9 of 293 comments (clear)

  1. Stop Bragging! by CajunArson · · Score: 5, Funny

    "after experiencing a costly 50% failure rate on over 200 remote-deployed OCZ Vertex SSDs"

    Stop gloating about how you got the good batch of OCZ SSDs! Some of us weren't so lucky....

    --
    AntiFA: An abbreviation for Anti First Amendment.
  2. So make the power reliable... by ssufficool · · Score: 5, Insightful

    and get a UPS. Why blow more money on a slightly more reliable SSD when a UPS is so much cheaper?

    1. Re: So make the power reliable... by couchslug · · Score: 5, Funny

      "Your MacBook Air came with a UPS built-in, it's called the battery."

      Yet another brilliant example of Apple design!

      --
      "This post is an artistic work of fiction and falsehood. Only a fool would take anything posted here as fact."
    2. Re:So make the power reliable... by Anonymous Coward · · Score: 5, Insightful

      Wild guess: He's mixing a cheap off-line UPS with a horrible PC PSU that can't do the required hold-up time.

    3. Re:So make the power reliable... by PopeRatzo · · Score: 5, Funny

      The people in Starbucks look at me funny when I walk in with my Macbook Air and a UPS.

      Have you considered the possibility that it's not the UPS?

      --
      You are welcome on my lawn.
  3. Is it that hard to include a capacitor? by ZorinLynx · · Score: 5, Insightful

    These things are already expensive; surely spending a few more cents per unit on a capacitor to ensure power loss reliability isn't a big deal.

    The cap only has to be big enough so the controller can do a controlled shutdown.

  4. Consumer grade vs. Enterprise Grade by CajunArson · · Score: 5, Insightful

    Slightly more seriously than my last post, the S3500 was the only enterprise-grade SSD tested in that batch. Frankly, I have little sympathy for you if you expected consumer-grade SSDs to perform like Enterprise-grade SSDs in a mission-critical application.

    Consumer grade drives, even/especially the "high performance" ones that will often benchmark better than the "overpriced" enterprise drives, ain't designed to have perfect data retention. Of course, consumer or enterprise, any drive can fail and appropriate measures including RAID and backup* should always be in place no matter what type of drive you have.

    * Yes, RAID != backup, I know, don't bother making that post.

    --
    AntiFA: An abbreviation for Anti First Amendment.
    1. Re:Consumer grade vs. Enterprise Grade by Ralph+Wiggam · · Score: 5, Insightful

      If one company's enterprise grade drive is the same price as another company's consumer level drive, isn't it valid to compare them head to head?

  5. Power-loss protected? No Samsung? by MatthiasF · · Score: 5, Insightful

    Does this mean the write-cache is NAND too? I do not see that in the features for the SSDs they selected.

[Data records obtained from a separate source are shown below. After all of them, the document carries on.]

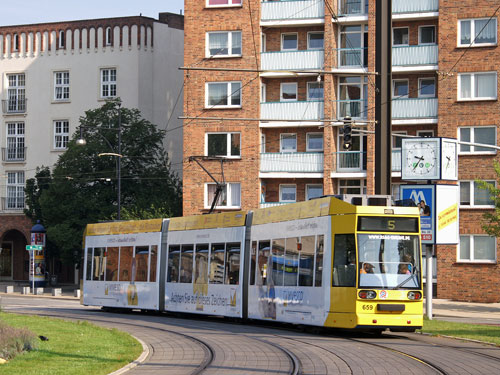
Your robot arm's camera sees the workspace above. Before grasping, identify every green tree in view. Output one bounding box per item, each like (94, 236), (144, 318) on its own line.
(476, 160), (500, 237)
(26, 99), (182, 264)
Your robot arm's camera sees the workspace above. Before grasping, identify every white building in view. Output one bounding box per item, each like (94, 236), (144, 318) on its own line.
(0, 13), (184, 280)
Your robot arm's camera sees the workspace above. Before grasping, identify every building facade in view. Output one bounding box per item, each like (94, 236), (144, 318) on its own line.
(183, 0), (500, 302)
(0, 13), (184, 282)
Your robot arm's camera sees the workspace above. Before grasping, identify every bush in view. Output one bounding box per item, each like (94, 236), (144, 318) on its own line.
(0, 321), (38, 360)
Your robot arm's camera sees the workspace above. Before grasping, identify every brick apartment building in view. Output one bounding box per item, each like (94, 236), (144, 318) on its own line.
(183, 0), (500, 302)
(0, 13), (184, 282)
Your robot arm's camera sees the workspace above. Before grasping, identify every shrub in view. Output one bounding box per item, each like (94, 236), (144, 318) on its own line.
(0, 321), (38, 360)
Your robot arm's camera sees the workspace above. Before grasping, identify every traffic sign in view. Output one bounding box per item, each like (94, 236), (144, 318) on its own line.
(26, 245), (43, 251)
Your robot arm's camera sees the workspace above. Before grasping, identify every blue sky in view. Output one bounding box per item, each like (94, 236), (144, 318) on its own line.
(0, 0), (184, 26)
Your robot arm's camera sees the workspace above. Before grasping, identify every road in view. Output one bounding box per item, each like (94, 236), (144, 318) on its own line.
(1, 296), (500, 375)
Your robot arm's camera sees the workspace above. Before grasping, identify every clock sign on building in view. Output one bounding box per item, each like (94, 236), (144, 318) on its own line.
(401, 138), (458, 181)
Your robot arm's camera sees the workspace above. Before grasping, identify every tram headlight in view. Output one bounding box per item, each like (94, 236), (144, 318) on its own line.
(358, 290), (377, 299)
(408, 291), (422, 300)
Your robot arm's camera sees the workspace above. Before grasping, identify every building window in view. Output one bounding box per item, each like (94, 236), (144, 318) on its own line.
(206, 31), (241, 57)
(306, 133), (323, 152)
(280, 185), (297, 203)
(392, 79), (409, 98)
(307, 82), (325, 100)
(418, 26), (436, 44)
(458, 126), (497, 154)
(418, 78), (436, 98)
(101, 69), (116, 98)
(105, 27), (113, 46)
(458, 72), (497, 100)
(281, 33), (299, 51)
(339, 180), (366, 194)
(54, 120), (69, 150)
(54, 72), (69, 101)
(205, 82), (241, 108)
(7, 73), (26, 112)
(7, 171), (24, 210)
(392, 27), (409, 46)
(205, 133), (241, 157)
(280, 134), (297, 152)
(5, 122), (25, 161)
(458, 18), (497, 47)
(307, 32), (325, 49)
(458, 235), (497, 262)
(460, 181), (495, 207)
(205, 183), (241, 208)
(206, 0), (242, 7)
(280, 82), (297, 102)
(306, 184), (323, 200)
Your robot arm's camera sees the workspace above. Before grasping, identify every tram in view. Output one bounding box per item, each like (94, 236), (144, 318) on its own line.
(82, 197), (423, 331)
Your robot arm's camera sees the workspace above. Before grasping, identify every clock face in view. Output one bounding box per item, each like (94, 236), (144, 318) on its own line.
(401, 138), (439, 180)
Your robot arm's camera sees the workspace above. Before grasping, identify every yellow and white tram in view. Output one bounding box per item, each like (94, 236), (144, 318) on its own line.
(82, 197), (423, 331)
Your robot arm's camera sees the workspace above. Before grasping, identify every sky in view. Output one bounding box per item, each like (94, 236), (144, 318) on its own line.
(0, 0), (184, 26)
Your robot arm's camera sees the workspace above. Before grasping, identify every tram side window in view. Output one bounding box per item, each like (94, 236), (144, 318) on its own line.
(119, 246), (134, 281)
(332, 234), (356, 287)
(225, 242), (241, 285)
(299, 236), (316, 286)
(250, 241), (257, 285)
(167, 245), (181, 283)
(271, 238), (285, 286)
(284, 237), (302, 286)
(135, 246), (149, 282)
(314, 235), (325, 286)
(255, 241), (271, 285)
(210, 243), (226, 284)
(194, 244), (208, 284)
(180, 245), (193, 283)
(149, 245), (158, 283)
(92, 247), (106, 281)
(106, 247), (118, 281)
(85, 247), (94, 280)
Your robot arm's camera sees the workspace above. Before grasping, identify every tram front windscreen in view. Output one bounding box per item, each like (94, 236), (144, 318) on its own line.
(357, 233), (421, 289)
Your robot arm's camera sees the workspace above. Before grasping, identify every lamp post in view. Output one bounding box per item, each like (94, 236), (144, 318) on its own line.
(76, 102), (123, 220)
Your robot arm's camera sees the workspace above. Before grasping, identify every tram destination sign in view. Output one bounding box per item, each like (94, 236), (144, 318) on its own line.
(26, 245), (43, 251)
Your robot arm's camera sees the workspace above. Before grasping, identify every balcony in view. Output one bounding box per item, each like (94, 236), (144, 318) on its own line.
(2, 147), (26, 162)
(392, 0), (439, 15)
(392, 98), (438, 120)
(261, 50), (325, 73)
(2, 98), (28, 114)
(392, 45), (438, 71)
(261, 0), (325, 26)
(260, 152), (323, 173)
(260, 100), (324, 121)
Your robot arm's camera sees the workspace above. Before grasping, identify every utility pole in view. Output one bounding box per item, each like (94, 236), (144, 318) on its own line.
(375, 0), (392, 195)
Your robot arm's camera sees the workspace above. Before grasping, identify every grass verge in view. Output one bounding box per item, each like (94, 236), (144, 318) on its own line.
(0, 312), (142, 375)
(419, 318), (500, 346)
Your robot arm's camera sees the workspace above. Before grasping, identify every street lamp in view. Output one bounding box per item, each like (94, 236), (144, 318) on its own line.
(76, 102), (123, 220)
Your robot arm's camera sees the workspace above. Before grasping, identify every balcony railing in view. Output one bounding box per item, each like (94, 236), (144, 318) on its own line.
(392, 45), (438, 66)
(261, 50), (325, 70)
(261, 0), (325, 21)
(337, 48), (368, 67)
(392, 98), (438, 119)
(336, 99), (368, 119)
(2, 147), (26, 162)
(260, 100), (324, 121)
(2, 196), (24, 211)
(392, 0), (439, 14)
(2, 98), (28, 113)
(260, 152), (323, 173)
(333, 151), (366, 173)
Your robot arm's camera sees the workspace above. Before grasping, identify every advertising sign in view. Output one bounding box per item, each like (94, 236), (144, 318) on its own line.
(400, 185), (436, 244)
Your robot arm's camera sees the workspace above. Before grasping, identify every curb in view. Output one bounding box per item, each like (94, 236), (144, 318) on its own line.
(108, 335), (149, 375)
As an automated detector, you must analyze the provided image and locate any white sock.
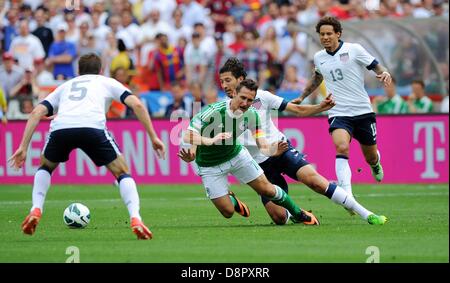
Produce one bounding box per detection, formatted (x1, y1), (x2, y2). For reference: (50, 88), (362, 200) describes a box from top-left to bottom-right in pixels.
(284, 209), (292, 224)
(31, 169), (51, 212)
(325, 184), (373, 220)
(336, 155), (353, 195)
(119, 176), (141, 220)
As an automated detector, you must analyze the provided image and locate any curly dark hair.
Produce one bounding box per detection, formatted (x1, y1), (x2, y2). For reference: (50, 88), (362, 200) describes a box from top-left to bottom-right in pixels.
(316, 17), (342, 34)
(236, 79), (258, 93)
(219, 57), (247, 79)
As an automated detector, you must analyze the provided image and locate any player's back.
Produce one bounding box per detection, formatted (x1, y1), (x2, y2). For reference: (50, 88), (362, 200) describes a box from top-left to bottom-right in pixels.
(45, 75), (130, 131)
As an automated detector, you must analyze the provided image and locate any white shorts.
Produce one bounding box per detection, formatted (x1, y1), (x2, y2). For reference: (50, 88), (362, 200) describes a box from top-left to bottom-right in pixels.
(198, 147), (264, 199)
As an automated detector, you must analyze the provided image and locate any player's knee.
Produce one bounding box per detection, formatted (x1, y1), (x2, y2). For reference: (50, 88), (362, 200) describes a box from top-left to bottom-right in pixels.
(220, 208), (234, 218)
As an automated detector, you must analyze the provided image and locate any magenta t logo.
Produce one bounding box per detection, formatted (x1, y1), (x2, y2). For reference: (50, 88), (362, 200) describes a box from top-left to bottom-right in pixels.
(414, 122), (446, 179)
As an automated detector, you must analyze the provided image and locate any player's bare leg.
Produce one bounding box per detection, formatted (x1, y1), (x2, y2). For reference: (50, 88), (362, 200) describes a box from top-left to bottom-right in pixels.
(248, 174), (319, 225)
(106, 155), (153, 240)
(297, 165), (386, 224)
(22, 155), (59, 235)
(361, 144), (384, 182)
(331, 129), (353, 195)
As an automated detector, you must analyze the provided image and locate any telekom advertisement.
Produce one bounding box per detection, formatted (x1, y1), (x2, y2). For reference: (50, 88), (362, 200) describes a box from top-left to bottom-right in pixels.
(0, 115), (449, 184)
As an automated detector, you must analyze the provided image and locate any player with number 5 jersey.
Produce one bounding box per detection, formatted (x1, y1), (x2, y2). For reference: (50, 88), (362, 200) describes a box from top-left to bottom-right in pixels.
(292, 17), (392, 209)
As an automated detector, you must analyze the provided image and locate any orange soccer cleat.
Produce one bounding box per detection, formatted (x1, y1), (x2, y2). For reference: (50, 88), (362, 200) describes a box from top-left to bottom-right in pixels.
(131, 217), (153, 240)
(22, 208), (42, 235)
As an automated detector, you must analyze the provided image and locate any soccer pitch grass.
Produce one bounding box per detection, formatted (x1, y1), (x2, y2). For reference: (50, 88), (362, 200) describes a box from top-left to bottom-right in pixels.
(0, 184), (449, 263)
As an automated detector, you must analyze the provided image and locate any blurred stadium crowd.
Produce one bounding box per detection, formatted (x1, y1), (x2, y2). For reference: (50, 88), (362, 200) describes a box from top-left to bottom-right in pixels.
(0, 0), (449, 122)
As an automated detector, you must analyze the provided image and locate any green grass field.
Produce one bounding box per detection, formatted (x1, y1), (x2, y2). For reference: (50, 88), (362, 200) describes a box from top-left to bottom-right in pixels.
(0, 184), (449, 263)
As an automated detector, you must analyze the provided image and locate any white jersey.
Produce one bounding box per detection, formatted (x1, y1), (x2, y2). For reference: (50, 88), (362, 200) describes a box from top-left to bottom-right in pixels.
(41, 75), (131, 132)
(314, 41), (378, 117)
(238, 89), (287, 163)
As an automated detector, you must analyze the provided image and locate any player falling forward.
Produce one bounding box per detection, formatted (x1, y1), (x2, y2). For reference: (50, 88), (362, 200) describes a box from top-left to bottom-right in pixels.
(183, 80), (319, 225)
(180, 58), (386, 225)
(8, 54), (165, 240)
(292, 17), (392, 204)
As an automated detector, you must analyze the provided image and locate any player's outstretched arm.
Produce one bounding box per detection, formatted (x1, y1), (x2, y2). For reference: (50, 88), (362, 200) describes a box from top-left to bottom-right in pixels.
(125, 95), (166, 159)
(8, 104), (48, 169)
(183, 129), (232, 146)
(291, 72), (323, 104)
(285, 94), (336, 117)
(373, 64), (392, 86)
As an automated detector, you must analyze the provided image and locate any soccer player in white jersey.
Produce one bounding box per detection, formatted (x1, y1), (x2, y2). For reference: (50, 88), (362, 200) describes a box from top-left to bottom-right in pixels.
(8, 54), (165, 240)
(179, 58), (386, 225)
(292, 17), (392, 202)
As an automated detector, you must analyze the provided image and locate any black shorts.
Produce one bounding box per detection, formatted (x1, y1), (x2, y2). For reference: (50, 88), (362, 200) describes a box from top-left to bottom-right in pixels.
(43, 128), (120, 166)
(259, 141), (309, 205)
(328, 113), (377, 145)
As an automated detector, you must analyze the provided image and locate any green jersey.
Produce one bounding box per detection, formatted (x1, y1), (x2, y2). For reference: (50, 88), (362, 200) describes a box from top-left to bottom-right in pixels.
(188, 100), (263, 167)
(377, 95), (408, 114)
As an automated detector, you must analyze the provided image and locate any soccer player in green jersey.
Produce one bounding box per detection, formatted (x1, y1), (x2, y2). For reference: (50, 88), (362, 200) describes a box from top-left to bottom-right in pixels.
(183, 79), (319, 225)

    Also, why was Samsung excluded? Their 800 series with RAID support has been tested in the past with long term writes with great results.

    http://us.hardware.info/reviews/4178/10/hardwareinfo-tests-lifespan-of-samsung-ssd-840-250gb-tlc-ssd-updated-with-final-conclusion-final-update-20-6-2013

    I do not mean to plug a particular brand, but the range of SSD's tested in the articles does not seem very expansive nor do they seem to fit into the criteria they specify.